C-Myc protein levels in the amygdala (A) and hypothalamus (B) of sham-irradiated and irradiated mice. N = 8 mice/brain region/treatment.
4. Discussion
The data of the current study shows that exposure to whole body irradiation 24 hours following cued fear conditioning training results in greater freezing levels 2 weeks after training. In addition, motion during both contextual and cued extinction trials was lower in irradiated than sham-irradiated mice. In mice trained for cued fear conditioning prior to sham-irradiation or irradiation, activity levels in the elevated zero maze 12 days after irradiation were also lower in irradiated than sham-irradiated mice. Finally, the trajectory of body weight changes was affected by irradiation with lower body weights in irradiated than sham-irradiated mice, with the most profound effect 7 days after training. These data indicate that whole body X ray irradiation causes persistent alterations in the fear response and activity levels in a novel environment, while the effects on body weight seem more transient. These data are pertinent to human radiation exposure related to nuclear accidents or subsequent cleanup efforts at nuclear power plants [14–17], military missions, and dirty bomb scenarios [3, 18, 19].
Irradiation of 3-month-old mice in the current study did not affect anxiety-like behavior two weeks after training. Therefore, it is unlikely that measures of anxiety modulate the observed effects on the fear response during the extinction trials. In contrast, enhanced measures of anxiety were observed following post-training irradiation of 1-month-old mice [10]. The enhancement in freezing levels during extinction trials of cued fear but not contextual fear suggests that limbic areas like the amygdala might be more important for this effect than the hippocampus. However, the effect of irradiation on average motion during the contextual extinction trials suggests that the hippocampus might be involved as well. Interestingly, the reverse pattern was seen in 1-month-old mice with more profound effects of post-training irradiation on freezing levels during contextual than cued extinction trials [10]. The effect of post-training irradiation on body weights was more pronounced in 1-month-old [10] than 3-month-old mice. While the effect of irradiation on body weights was more transient at 3 months of age, this effect was persistent at 1 month of age. These data indicate that the age at irradiation critically modulates the effects of post-training irradiation.
Effects of post-training irradiation on memory might not be limited to X ray or 137Cs irradiation and also occur following space irradiation. Recently, detrimental effects of irradiation with 56Fe (25 cGy, 600 MeV/n) or 16O (5 cGy, 600 MeV/n) 2–4 hours after the training session in an object recognition test was shown to impair novelty preference in rats 18 hours after irradiation [20]. Besides the age at radiation exposure, the effects of post-training irradiation on memory might be dependent on the cognitive task, radiation type, dose, and energy, and the interval between irradiation and memory assessment.
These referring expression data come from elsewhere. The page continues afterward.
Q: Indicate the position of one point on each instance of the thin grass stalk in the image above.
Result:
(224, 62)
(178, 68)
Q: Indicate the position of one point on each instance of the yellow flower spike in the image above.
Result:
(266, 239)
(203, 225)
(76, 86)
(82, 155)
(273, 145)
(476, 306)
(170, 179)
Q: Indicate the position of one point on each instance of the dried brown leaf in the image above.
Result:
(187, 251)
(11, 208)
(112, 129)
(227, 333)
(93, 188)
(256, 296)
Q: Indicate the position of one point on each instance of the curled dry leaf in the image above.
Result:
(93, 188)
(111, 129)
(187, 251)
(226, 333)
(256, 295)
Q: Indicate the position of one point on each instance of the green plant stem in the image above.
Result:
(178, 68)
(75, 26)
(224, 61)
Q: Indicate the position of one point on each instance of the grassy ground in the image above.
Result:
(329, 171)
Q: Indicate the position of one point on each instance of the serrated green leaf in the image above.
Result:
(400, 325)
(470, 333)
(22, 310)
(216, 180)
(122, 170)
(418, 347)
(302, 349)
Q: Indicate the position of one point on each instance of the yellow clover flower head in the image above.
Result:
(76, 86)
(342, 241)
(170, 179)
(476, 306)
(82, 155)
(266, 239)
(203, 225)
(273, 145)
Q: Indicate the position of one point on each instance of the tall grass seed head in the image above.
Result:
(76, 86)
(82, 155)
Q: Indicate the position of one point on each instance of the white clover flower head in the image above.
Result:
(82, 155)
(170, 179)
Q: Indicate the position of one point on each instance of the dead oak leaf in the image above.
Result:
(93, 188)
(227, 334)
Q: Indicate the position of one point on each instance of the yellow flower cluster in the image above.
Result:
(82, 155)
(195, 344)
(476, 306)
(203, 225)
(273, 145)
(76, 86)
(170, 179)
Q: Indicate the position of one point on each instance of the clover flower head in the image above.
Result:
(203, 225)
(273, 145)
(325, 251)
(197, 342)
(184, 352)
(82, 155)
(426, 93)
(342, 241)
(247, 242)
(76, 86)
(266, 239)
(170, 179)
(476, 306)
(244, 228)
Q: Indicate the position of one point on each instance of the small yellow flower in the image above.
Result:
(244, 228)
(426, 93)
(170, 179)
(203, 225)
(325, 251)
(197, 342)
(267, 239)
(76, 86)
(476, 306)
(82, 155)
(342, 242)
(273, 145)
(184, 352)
Genetic factors might be important modulators as well. For example, training and memory testing three months following 28Si irradiation showed impaired contextual fear memory in B6D2F1 mice [21] but enhanced contextual fear memory in C57BL/6J mice [22].
Our data show reduced c-Myc protein levels in the amygdala of irradiated mice that show enhanced cued fear memory and reduced activity levels in the elevated zero maze. These reduced c-Myc protein levels in the amygdala might relate to the behavioral and cognitive alterations seen in these post-training irradiated mice. Cued fear memory involves the amygdala [23–28] and the amygdala plays an important role in regulating anxiety levels [28, 29] as well. Future efforts are warranted to determine the mechanism underlying the role of c-Myc in amygdala-related behavioral and cognitive performance.
The reduced c-Myc protein levels in the amygdala of irradiated mice might be relevant to cancer as well. Pathways downstream of receptor tyrosine kinases such MAPK/ERK and PI3K/Akt/mTOR that indirectly control c-Myc protein stability are often overexpressed or mutated in brain tumors. MAPK/ERK kinase inhibitors have been shown to dephosphorylate c-Myc and reduce cell proliferation and anchorage-independent growth of rhabdomyosarcoma [30], a soft tissue sarcoma in children. mTOR occurs in a complex, mTORC1, that directly phosphorylates and inhibits PP2A which can lead to sustained c-Myc protein activity by dephosphorylating serine-62 within c-Myc’s transactivation domain. Consequently, clinical inhibitors of PI3K/mTOR are used to degrade c-Myc in neuroblastoma. In gliomas where suppressor genes like p53 and Pten are inactivated, c-Myc is critical for tumor maintenance. c-Myc inhibition will suppress tumors by promoting differentiation of the glioma cells [31] and inhibiting glioma cancer stem cells [32]. While the c-Myc protein is a validated target for cancer therapies, targeting a transcription factor that lack clear binding domains is challenging. Based on our data, irradiation could play a key role in combating brain tumors by reducing c-Myc protein levels.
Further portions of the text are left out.